I've got a dedicated Condor 6.8.4 pool using a Windows 2003 Server as central manager and a bunch of Windows XP boxes as execute nodes. Now I noticed that one of my jobs got evicted (for some reason) and won't restart since
"No resources matched request's contraints:
Check the Requirements _expression_ below:
Requirements = [...] && (Arch == "INTEL") && (Disk >= DiskUsage) && ((Memory * 1024) >= ImageSize) && (HasFileTransfer)"
This seems to be due to the automatically inserted job requirement of "((Memory * 1024) >= ImageSize)".
However, I'm not sure I understand this - my job has an
ImageSize = 530000
while all machines' classads say
Memory = 511
Obviously the machine memory is calculated in megabytes (instead of
kilobytes as stated in section 7.3 of the 6.8.4 manual) while the image size of the job is calculated in bytes - at least I can't see why my job could ever have an image size of 530 MB.

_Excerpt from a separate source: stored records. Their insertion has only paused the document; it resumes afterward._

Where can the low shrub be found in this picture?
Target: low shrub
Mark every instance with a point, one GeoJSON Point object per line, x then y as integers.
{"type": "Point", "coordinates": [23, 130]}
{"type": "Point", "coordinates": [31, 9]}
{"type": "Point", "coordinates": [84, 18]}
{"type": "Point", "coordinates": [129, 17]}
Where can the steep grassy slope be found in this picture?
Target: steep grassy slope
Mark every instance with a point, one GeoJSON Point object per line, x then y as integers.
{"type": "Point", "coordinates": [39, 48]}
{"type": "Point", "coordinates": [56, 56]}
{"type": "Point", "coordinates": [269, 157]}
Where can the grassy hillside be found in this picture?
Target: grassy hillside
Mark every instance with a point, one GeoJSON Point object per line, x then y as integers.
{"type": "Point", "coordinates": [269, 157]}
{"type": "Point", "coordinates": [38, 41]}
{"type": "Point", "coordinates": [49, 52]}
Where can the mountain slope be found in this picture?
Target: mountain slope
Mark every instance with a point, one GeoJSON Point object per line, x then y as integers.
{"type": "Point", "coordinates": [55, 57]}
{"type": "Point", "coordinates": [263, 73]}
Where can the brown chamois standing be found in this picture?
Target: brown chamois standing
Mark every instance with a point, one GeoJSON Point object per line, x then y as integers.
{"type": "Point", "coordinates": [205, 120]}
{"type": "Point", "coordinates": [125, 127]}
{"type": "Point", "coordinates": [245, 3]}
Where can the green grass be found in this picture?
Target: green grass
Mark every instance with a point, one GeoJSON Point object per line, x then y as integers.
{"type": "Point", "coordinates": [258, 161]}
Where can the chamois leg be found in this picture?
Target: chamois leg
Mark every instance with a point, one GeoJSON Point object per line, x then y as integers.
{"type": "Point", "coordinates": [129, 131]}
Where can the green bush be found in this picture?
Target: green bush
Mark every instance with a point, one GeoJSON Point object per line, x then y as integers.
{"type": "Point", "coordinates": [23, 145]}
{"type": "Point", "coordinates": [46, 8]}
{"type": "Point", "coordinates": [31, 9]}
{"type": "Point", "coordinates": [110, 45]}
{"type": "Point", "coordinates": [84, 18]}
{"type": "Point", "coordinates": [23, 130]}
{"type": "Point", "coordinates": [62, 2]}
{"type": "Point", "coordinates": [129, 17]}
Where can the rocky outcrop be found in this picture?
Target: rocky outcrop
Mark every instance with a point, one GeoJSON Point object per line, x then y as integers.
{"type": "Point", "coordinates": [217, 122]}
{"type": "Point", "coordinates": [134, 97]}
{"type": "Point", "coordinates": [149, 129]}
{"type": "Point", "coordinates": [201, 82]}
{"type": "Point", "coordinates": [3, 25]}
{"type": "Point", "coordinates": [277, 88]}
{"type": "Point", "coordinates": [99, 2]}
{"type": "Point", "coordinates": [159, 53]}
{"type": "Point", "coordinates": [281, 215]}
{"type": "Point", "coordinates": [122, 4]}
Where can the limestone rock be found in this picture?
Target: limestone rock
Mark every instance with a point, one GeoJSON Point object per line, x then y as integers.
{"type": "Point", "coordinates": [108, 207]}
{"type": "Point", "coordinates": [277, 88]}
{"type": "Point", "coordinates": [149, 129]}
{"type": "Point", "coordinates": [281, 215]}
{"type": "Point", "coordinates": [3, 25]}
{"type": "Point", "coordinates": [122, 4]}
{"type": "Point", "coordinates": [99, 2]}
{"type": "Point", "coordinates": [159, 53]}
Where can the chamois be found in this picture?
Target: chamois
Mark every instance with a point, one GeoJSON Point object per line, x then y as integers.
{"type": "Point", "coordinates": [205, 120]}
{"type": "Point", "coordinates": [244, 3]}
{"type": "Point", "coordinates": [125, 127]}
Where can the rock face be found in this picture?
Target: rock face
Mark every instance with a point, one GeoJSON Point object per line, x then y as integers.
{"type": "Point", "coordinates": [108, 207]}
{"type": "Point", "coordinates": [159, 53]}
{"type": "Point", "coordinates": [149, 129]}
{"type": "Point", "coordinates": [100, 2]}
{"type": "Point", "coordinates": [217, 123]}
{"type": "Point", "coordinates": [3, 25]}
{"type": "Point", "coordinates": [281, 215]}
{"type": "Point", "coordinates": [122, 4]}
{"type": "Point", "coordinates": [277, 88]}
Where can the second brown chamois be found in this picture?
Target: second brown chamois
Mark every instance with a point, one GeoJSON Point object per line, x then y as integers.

And by the way - why does an evicted vanilla job on Windows have an image size > 0 anyways???
Since there is no checkpointing on windows the job would start from scratch once it is rescheduled, wouldn't it?
And the final question: How do I get condor to restart my job? I need the job to be restarted instead of removed and resubmitted since we have built a little GUI that checks on the pool using the cluster IDs and now removing and resubmitting would leave the GUI lost...
Thanks for any help or clarification,
Thorsten